Cédric Piromalli, Antoine Polin, Olivier Thémines

Quiet

Cédric Piromalli, rhodes ; Antoine Polin, g ; Olivier Thémines, clar.

Label / Distribution : Yolk Records

Quelque part au XVIIe siècle, une musique s’affirme dite da camera. Elle est jouée le plus souvent en trio, deux instruments solistes s’appuyant sur une basse. Elle divertit, elle agrémente, loin des églises. Si elle vit aujourd’hui dans celle de [Quiet], c’est par l’intelligence de ses acteurs ancrés non pas dans une tradition asséchée, mais dans un moment musical dont l’empreinte est encore manifeste à plusieurs égards. Nos jazzmen se jouent de cette filiation, s’écoutant puis se poursuivant pour mieux se rejoindre, non sans révérence, à cette matière unique et nécessaire, élevée au rang de tension absolue par Miles Davis, le silence.

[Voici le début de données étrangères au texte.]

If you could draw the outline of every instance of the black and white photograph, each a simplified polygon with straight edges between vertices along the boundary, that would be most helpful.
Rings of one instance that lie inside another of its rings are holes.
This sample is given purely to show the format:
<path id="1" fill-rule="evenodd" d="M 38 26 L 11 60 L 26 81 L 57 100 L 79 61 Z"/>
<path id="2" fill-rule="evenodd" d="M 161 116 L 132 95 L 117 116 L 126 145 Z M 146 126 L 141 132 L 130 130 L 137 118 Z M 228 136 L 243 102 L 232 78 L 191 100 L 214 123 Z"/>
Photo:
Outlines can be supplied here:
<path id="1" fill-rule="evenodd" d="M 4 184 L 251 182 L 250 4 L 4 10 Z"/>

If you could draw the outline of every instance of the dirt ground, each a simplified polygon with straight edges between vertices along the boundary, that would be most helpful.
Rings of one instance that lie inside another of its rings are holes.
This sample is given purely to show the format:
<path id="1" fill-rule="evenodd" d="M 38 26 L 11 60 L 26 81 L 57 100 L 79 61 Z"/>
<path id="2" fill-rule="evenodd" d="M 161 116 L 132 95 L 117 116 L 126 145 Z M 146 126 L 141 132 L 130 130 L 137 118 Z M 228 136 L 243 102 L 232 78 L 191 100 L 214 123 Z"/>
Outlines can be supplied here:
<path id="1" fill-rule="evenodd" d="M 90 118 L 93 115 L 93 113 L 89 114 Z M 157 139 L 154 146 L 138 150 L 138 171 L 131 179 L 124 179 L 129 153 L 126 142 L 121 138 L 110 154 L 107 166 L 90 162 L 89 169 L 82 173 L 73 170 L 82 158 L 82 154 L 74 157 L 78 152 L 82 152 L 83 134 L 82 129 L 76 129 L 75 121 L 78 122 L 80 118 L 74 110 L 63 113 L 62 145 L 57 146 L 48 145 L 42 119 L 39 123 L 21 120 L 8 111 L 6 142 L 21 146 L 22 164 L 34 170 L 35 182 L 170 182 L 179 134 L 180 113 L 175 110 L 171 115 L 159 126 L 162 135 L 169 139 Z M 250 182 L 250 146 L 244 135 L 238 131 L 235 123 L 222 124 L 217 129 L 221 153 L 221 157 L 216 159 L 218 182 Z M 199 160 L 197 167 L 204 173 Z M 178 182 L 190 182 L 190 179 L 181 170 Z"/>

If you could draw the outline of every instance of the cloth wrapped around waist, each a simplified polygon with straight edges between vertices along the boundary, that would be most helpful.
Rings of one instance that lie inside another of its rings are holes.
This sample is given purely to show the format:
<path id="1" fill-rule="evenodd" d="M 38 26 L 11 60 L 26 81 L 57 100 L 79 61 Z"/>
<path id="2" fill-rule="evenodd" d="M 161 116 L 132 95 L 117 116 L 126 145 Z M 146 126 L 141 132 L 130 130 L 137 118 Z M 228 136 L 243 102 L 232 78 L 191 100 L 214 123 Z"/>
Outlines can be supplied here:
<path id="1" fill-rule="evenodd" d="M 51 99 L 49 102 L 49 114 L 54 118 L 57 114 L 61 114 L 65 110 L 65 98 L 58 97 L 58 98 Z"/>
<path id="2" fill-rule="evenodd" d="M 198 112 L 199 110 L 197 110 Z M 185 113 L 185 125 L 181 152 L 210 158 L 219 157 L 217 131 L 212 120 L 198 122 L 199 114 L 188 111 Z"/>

L’inutile et le superflu ont été bannis de cette performance minimaliste que rien ne vient encombrer. Sans doute le Fender Rhodes, la guitare et la clarinette, peu habitués à se côtoyer aussi intimement, en portent-ils la responsabilité, car la preuve est donnée qu’ils font mieux que s’accorder dans cette suite de récits courts qui, doucement mais avec énergie, conduisent à un monde nouveau fait d’espace et de sons cristallins. Au départ le dépaysement frappe, mais très vite on se prend à superposer des images à la partition. Un film muet défile devant nos yeux, accompagné par la musique du trio [Quiet], qui semble avoir improvisé avec beaucoup de rigueur et de plaisir sur des plans rêvés mettant en scène un Max Linder ou un Buster Keaton.

Mais ces onze compositions ne sont pas que divertissement. Elles demandent de l’écoute, de la patience et, pourquoi pas, de l’imagination. Toutes vertus tendant à disparaître sous le talon de fer de la normalisation standardisée. Il fallait oser s’aventurer sur les terrains découverts des « Causses », de « The Line Rider » et de « John Doe ». Heureusement, Piromalli, Polin et Thémines s’y sont risqués.